My legs, arms, ears, back and throat ache. I have a mouth ulcer the size of an orange  a grape  an apple seed  sore. A 25 year old knee injury is reasserting itself.

I’m right to be in temporary retirement, I know that. You know that. My GP knows that.

But next week, somebody in an office will tick boxes to declare me a liar and a fraudster. They won’t see ‘unwell, but trying to contribute’. They will only see ‘should have a job. Wastrel.’

Remember bloggy buddies, that so called ‘benefit scroungers’ are not Other People. They are me and people like me, trying to do our best with the cards life dealt us. Nobody chooses chronic illness or disability. A coalition of minority parties suggests it’s a lifestyle choice, like going to Eton, perhaps, or not paying appropriate tax. It seems that only the ‘choices’ that are not a choice get penalised.

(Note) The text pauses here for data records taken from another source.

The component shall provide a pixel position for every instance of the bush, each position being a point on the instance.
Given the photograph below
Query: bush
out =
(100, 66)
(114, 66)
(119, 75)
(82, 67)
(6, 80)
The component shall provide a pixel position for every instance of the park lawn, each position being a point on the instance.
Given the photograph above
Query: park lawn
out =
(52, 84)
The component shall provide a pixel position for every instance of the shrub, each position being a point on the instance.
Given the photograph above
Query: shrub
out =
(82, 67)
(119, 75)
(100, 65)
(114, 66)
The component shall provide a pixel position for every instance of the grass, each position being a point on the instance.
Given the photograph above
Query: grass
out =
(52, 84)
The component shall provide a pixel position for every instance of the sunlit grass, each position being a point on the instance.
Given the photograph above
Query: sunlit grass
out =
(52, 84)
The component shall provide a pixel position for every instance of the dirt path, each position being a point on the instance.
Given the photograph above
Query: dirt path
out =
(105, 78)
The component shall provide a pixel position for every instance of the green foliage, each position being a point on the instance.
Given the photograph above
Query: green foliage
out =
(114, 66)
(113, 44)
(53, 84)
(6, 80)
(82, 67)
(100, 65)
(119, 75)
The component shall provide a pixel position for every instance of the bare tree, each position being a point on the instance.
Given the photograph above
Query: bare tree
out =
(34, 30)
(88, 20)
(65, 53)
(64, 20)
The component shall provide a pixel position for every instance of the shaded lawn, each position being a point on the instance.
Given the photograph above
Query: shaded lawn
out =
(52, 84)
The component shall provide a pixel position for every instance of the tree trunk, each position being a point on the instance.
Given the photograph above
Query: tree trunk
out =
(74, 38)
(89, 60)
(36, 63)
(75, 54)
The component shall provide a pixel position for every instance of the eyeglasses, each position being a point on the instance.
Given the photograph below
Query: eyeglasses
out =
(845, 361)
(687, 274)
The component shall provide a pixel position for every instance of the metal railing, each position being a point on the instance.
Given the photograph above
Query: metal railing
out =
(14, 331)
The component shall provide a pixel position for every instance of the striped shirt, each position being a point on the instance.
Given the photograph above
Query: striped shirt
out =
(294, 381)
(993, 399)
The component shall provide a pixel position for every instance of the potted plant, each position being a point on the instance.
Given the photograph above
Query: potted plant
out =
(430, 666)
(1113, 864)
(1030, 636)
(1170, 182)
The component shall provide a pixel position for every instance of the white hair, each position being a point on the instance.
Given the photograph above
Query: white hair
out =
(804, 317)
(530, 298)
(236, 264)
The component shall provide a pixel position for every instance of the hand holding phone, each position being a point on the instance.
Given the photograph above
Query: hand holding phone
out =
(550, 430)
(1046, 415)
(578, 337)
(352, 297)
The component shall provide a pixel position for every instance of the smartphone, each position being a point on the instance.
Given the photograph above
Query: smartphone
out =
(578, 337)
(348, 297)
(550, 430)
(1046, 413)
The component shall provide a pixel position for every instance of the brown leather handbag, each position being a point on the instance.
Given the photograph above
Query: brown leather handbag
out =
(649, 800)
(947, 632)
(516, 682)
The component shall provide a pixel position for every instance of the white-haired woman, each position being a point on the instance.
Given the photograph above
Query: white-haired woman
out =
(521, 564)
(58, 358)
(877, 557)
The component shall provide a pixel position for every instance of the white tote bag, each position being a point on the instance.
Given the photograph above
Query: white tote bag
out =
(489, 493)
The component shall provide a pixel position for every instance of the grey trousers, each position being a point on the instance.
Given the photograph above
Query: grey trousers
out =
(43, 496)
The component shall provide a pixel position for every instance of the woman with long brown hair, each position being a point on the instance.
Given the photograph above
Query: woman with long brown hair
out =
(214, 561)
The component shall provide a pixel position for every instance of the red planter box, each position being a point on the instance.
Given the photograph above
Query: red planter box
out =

Dave, his mates and their demonisation of the poor, the sick, and the vulnerable have no conscience and no shame. National debt has increased on their watch, and still they blame the demands of supporting you and me, our children and our parents. This is an unelected government, stripping the UK of its greatest assests- health, social care and education. But sure those things don’t matter, do they?

Don’t be mistaken; this is not about dealing with fraud (official figures show the rate of fraud in claims for sickness related benefits is well less than 1%), but about a matter of principle. Some people don’t matter. There is no constitution to say that all are created equal; there is no recognition of ‘brotherhood’. the powerful and the wealthy pursue policies to benefit themselves and care nothing about the impact on others. Despite protests, moral outrage and court rulings, the elite barge on, not knowing or not caring about the rest of us.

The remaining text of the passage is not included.